Merujuk pada catatan saya sebelumnya, http://catatanpenggiatoutbound.blogspot.co.id/2017/05/hobby-makes-money.html
Maka salah satu kunci seseorang yang menggeluti hobi outbound, lalu kemudian
menjadi profesi, sampai akhirnya menghasilkan rejeki (uang) adalah “relasi.” Maka
berjeraing seperti dalam EL-Preneurs Indonesia ini adalah bentuk komunitas yang baik secara langsung
maupun tidak langsung akan lebih mengalirkan rejeki pada usaha tiap anggotanya.
Lalu apakah motif ekonomi yang menggerakkan anggota EL-Preneurs Indonesia untuk berkomunitas,
kalo mau jujur, mestinya sih iya.

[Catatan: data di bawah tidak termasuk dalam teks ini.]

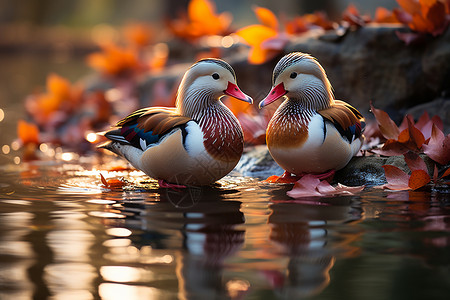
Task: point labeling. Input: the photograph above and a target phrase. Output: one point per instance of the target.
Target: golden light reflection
(237, 287)
(15, 145)
(117, 243)
(91, 137)
(70, 280)
(112, 291)
(100, 201)
(119, 232)
(120, 273)
(104, 214)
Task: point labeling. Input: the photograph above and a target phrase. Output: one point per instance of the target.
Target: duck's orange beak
(275, 93)
(234, 91)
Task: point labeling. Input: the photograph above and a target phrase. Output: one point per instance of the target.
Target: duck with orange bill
(310, 132)
(195, 143)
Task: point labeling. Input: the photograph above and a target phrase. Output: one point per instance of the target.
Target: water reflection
(191, 232)
(310, 234)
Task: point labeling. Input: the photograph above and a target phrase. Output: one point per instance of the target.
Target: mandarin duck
(195, 143)
(310, 132)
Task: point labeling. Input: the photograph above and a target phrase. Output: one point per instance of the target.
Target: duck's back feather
(347, 119)
(146, 126)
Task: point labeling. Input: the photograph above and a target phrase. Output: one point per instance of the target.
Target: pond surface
(63, 235)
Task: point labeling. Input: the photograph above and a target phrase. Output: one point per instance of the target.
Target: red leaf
(438, 148)
(415, 135)
(305, 187)
(415, 162)
(418, 179)
(310, 186)
(396, 178)
(388, 127)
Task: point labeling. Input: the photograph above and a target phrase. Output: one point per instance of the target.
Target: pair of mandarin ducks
(200, 140)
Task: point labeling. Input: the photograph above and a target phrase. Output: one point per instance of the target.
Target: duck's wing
(146, 126)
(348, 120)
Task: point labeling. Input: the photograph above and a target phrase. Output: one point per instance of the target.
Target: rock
(372, 64)
(361, 170)
(257, 162)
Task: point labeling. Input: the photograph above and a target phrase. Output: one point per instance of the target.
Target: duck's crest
(286, 61)
(219, 62)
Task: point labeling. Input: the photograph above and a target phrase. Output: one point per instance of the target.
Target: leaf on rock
(396, 178)
(388, 127)
(415, 162)
(418, 179)
(438, 148)
(310, 186)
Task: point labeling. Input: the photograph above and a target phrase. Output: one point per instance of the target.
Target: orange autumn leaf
(201, 20)
(424, 16)
(388, 127)
(418, 179)
(115, 61)
(265, 40)
(60, 96)
(438, 147)
(383, 15)
(112, 183)
(396, 178)
(138, 34)
(28, 133)
(353, 17)
(266, 17)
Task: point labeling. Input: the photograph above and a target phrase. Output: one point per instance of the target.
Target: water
(64, 236)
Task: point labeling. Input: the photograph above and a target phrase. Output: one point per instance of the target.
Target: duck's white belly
(170, 161)
(315, 155)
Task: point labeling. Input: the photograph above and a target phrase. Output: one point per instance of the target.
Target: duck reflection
(309, 234)
(198, 227)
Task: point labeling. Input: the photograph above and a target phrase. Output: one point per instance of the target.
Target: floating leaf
(438, 148)
(388, 127)
(383, 15)
(310, 186)
(414, 161)
(396, 178)
(418, 179)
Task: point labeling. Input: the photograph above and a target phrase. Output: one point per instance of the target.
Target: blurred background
(38, 37)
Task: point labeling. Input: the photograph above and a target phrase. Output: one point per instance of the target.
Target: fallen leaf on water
(418, 179)
(310, 186)
(396, 178)
(112, 183)
(438, 148)
(388, 127)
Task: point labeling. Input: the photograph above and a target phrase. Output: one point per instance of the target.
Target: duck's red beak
(233, 91)
(274, 94)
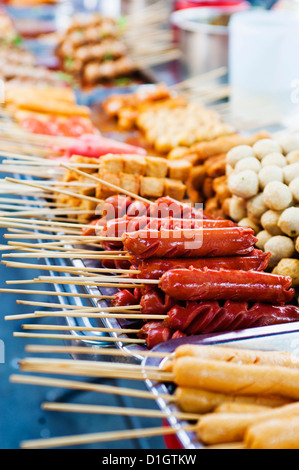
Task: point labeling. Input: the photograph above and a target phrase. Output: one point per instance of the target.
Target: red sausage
(118, 227)
(244, 286)
(155, 268)
(206, 242)
(211, 317)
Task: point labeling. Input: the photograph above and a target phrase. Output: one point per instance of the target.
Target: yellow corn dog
(244, 356)
(193, 400)
(234, 407)
(237, 379)
(279, 433)
(218, 428)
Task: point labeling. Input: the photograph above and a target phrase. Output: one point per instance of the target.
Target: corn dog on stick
(216, 428)
(244, 356)
(232, 378)
(204, 401)
(278, 433)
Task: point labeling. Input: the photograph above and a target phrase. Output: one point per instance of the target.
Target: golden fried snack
(288, 267)
(233, 378)
(233, 407)
(14, 93)
(54, 107)
(194, 400)
(244, 356)
(218, 428)
(201, 151)
(278, 433)
(220, 188)
(215, 166)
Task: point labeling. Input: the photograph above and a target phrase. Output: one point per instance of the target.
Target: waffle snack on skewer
(149, 177)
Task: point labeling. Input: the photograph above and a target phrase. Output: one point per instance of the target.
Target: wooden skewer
(191, 82)
(102, 437)
(51, 163)
(95, 350)
(84, 314)
(76, 307)
(80, 328)
(20, 156)
(116, 410)
(11, 224)
(57, 294)
(41, 212)
(78, 385)
(110, 185)
(30, 202)
(78, 282)
(94, 368)
(55, 190)
(114, 279)
(86, 338)
(40, 222)
(79, 254)
(41, 236)
(47, 246)
(66, 269)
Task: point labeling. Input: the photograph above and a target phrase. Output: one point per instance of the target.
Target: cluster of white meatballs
(264, 183)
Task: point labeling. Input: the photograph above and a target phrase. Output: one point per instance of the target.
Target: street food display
(189, 232)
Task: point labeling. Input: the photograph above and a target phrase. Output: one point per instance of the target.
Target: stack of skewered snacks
(97, 49)
(264, 182)
(208, 180)
(149, 177)
(166, 119)
(249, 397)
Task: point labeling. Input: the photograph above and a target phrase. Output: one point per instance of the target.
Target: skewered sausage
(231, 378)
(244, 286)
(228, 241)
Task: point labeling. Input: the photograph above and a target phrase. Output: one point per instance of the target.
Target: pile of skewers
(97, 49)
(225, 398)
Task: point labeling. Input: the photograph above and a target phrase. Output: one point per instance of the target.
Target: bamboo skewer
(109, 185)
(84, 314)
(76, 307)
(11, 224)
(205, 77)
(80, 328)
(83, 254)
(102, 437)
(55, 190)
(116, 410)
(30, 202)
(57, 294)
(78, 385)
(67, 269)
(95, 369)
(37, 348)
(68, 337)
(39, 222)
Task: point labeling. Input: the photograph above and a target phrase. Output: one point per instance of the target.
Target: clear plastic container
(263, 64)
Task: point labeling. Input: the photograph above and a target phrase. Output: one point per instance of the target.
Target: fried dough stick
(192, 400)
(216, 428)
(236, 379)
(276, 433)
(244, 356)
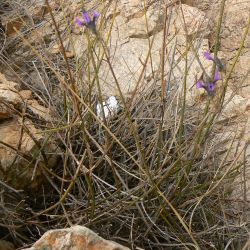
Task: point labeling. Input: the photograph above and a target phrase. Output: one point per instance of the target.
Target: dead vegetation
(146, 177)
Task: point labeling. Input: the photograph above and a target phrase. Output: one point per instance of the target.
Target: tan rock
(5, 245)
(129, 48)
(74, 238)
(21, 160)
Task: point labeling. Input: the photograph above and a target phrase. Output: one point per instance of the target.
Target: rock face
(135, 47)
(236, 113)
(74, 238)
(21, 159)
(5, 245)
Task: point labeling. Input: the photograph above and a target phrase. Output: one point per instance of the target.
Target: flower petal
(216, 76)
(79, 22)
(208, 56)
(199, 85)
(96, 14)
(86, 17)
(211, 86)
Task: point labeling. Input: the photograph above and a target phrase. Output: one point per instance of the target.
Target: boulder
(21, 157)
(74, 238)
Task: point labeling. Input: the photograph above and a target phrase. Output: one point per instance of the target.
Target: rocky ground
(28, 156)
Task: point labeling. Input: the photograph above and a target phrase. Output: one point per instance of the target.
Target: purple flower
(209, 87)
(208, 56)
(88, 21)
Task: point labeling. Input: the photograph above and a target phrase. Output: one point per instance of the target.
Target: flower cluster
(209, 86)
(88, 21)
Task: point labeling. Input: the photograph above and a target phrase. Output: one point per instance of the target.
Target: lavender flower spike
(199, 85)
(86, 17)
(79, 22)
(210, 86)
(88, 21)
(208, 56)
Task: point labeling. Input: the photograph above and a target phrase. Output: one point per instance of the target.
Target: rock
(129, 48)
(21, 160)
(74, 238)
(5, 245)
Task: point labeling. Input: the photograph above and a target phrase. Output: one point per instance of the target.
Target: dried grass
(143, 178)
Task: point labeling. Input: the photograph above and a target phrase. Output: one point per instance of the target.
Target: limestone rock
(74, 238)
(129, 48)
(21, 160)
(5, 245)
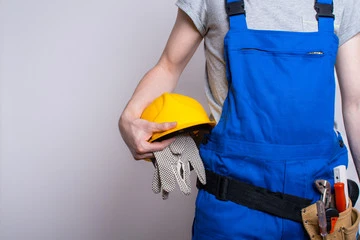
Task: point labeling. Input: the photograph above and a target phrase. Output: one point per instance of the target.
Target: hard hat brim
(189, 127)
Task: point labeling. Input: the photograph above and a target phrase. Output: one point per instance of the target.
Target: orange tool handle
(340, 200)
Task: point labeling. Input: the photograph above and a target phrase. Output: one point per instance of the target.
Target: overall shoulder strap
(324, 15)
(235, 10)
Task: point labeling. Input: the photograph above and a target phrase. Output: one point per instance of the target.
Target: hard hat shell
(174, 107)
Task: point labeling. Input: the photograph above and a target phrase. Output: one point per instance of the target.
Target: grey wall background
(67, 69)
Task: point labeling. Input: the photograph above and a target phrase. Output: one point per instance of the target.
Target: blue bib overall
(276, 128)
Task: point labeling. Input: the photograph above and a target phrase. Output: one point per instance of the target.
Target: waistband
(234, 147)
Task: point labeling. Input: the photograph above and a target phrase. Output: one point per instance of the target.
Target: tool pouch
(346, 226)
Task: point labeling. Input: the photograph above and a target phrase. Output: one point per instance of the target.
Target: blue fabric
(276, 129)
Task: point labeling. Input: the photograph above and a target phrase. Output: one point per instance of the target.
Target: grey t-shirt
(211, 21)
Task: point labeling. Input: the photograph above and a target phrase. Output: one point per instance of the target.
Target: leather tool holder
(346, 227)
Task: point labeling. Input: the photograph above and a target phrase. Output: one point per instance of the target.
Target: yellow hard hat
(174, 107)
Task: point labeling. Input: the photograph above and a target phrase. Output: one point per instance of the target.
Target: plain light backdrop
(67, 69)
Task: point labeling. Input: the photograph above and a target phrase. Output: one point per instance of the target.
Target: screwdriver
(320, 206)
(340, 200)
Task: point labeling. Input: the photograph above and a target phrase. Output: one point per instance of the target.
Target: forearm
(155, 82)
(348, 72)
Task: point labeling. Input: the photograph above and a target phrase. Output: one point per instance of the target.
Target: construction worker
(270, 88)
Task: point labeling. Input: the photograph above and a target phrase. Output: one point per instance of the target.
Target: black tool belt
(258, 198)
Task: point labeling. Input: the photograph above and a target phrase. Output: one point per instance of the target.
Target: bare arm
(182, 44)
(348, 71)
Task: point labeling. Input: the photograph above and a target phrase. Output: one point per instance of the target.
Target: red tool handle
(340, 200)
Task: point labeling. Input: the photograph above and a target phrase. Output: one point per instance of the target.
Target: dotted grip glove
(172, 165)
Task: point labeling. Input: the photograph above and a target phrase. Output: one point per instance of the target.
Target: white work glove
(173, 164)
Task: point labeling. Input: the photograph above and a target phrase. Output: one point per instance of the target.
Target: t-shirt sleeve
(350, 22)
(196, 10)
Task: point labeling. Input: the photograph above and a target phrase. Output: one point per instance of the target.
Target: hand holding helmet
(172, 164)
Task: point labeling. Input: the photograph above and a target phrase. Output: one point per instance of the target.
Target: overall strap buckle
(235, 8)
(324, 10)
(222, 188)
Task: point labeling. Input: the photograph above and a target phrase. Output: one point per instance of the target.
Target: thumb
(161, 127)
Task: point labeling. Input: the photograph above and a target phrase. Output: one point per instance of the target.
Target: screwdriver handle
(340, 200)
(320, 206)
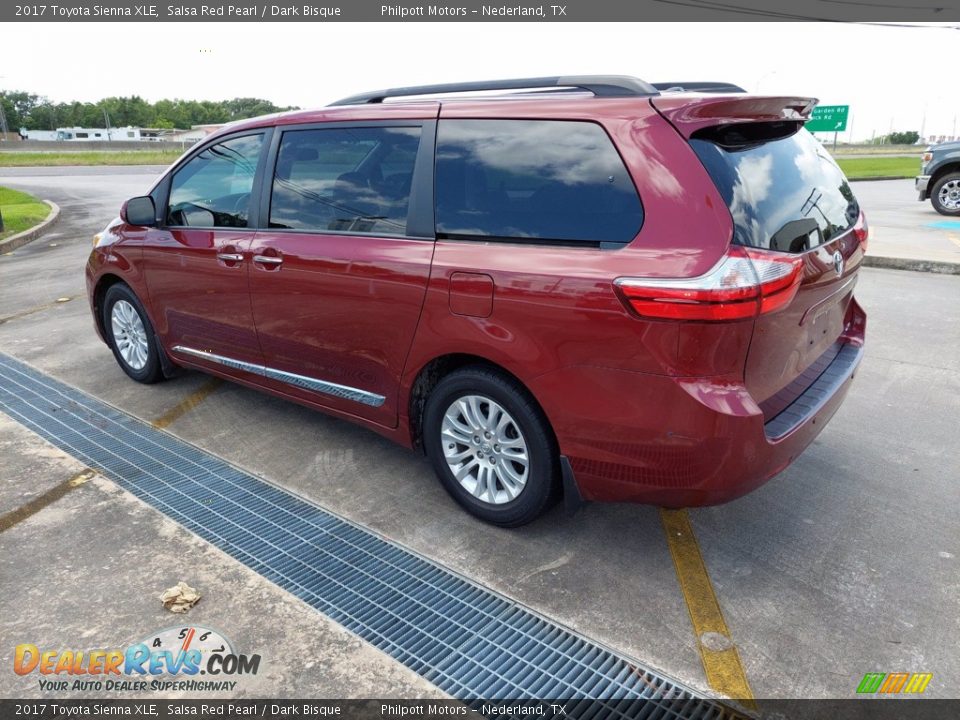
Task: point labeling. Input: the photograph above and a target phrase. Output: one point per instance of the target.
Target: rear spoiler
(688, 114)
(698, 86)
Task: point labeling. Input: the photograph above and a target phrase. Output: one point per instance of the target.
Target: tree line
(35, 112)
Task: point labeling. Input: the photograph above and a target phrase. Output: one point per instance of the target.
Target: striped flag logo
(893, 683)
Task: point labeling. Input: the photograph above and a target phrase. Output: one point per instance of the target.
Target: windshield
(785, 194)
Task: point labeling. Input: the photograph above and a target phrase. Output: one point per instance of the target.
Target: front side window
(213, 188)
(532, 179)
(344, 180)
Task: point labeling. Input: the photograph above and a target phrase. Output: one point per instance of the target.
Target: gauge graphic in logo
(185, 638)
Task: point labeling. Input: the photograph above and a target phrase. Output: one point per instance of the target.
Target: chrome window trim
(302, 381)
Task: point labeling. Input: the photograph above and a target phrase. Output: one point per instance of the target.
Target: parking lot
(844, 564)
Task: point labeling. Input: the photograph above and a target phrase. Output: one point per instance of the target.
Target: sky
(889, 76)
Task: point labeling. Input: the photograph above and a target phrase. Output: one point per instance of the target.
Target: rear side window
(784, 194)
(344, 180)
(213, 188)
(533, 179)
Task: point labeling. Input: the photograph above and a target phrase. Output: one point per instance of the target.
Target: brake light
(861, 231)
(746, 283)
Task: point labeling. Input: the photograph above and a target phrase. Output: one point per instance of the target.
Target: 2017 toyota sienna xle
(595, 286)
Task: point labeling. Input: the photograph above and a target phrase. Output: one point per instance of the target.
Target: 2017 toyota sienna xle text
(595, 286)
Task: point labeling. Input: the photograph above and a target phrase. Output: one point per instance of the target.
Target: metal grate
(468, 641)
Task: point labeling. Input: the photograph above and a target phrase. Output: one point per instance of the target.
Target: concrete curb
(882, 177)
(21, 239)
(889, 263)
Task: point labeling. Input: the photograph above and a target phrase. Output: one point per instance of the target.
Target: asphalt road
(905, 227)
(844, 564)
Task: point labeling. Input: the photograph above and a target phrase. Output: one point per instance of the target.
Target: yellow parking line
(13, 517)
(187, 404)
(721, 661)
(38, 308)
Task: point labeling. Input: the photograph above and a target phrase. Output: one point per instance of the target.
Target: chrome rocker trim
(301, 381)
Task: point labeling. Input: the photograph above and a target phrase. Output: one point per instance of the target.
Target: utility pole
(106, 119)
(3, 123)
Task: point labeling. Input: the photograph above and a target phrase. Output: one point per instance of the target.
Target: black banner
(943, 11)
(864, 709)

Namun, bagusnya di EL-Preneurs Indonesia ini, faktor pemenuhan
kebutuhan fisiologis bukanlah yang mendominasi. Seperasaan saya, ternyata ada
faktor lain yang juga memengaruhi, yaitu kebutuhan akan rasa aman, penghargaan,
dan terutama aktualisasi diri. Tentu saja
konteksnya dalam dunia bisnis outbound / experiential learning ya. Susah menjelaskannya
dalam bentuk tulisan, tetapi jika kita menjadi anggotanya dan sudah beberapa kali
berinteraksi, baik secara langsung maupun lewat media sosial, maka hal-hal tersebut
akan mudah terasakan.
Sebagai salah satu contoh betapa unik relasi di EL-Preneurs Indonesia , begini. Dalam suatu “beauty contest”/
tender untuk mendapatkan program pelatihan di PT ANU, seorang anggota EL-Preneurs Indonesia bertemu dengan mantan anak buahnya dulu yang pernah dia ajak. Sang anak buah
lalu memisahkan diri untuk membuat
provider outbound sendiri. Ketika bertemu dalam sebuah kompetisi memenangkan
tender, yang ada adalah keakraban, bukan permusuhan. Bahkan ketika sang anak
buah yang memenangkan tender, si EL-Preneurs Indonesia tersebut justru memberi masukan beberapa tips
mengelola pelatihan untuk PT ANU tersebut. Maklum si anggota EL-Preneurs Indonesia pernah juga beberapa
kali mendampingi perusahaan tersebut. Wah, bagi saya itu pengalaman yang menarik,
bagaimana kebesaran jiwa seorang senior dalam menghadapi dinamika bisnis, pun
ketemu kompetitor yang adalah mantan anak didik yang pernah meninggalkannya.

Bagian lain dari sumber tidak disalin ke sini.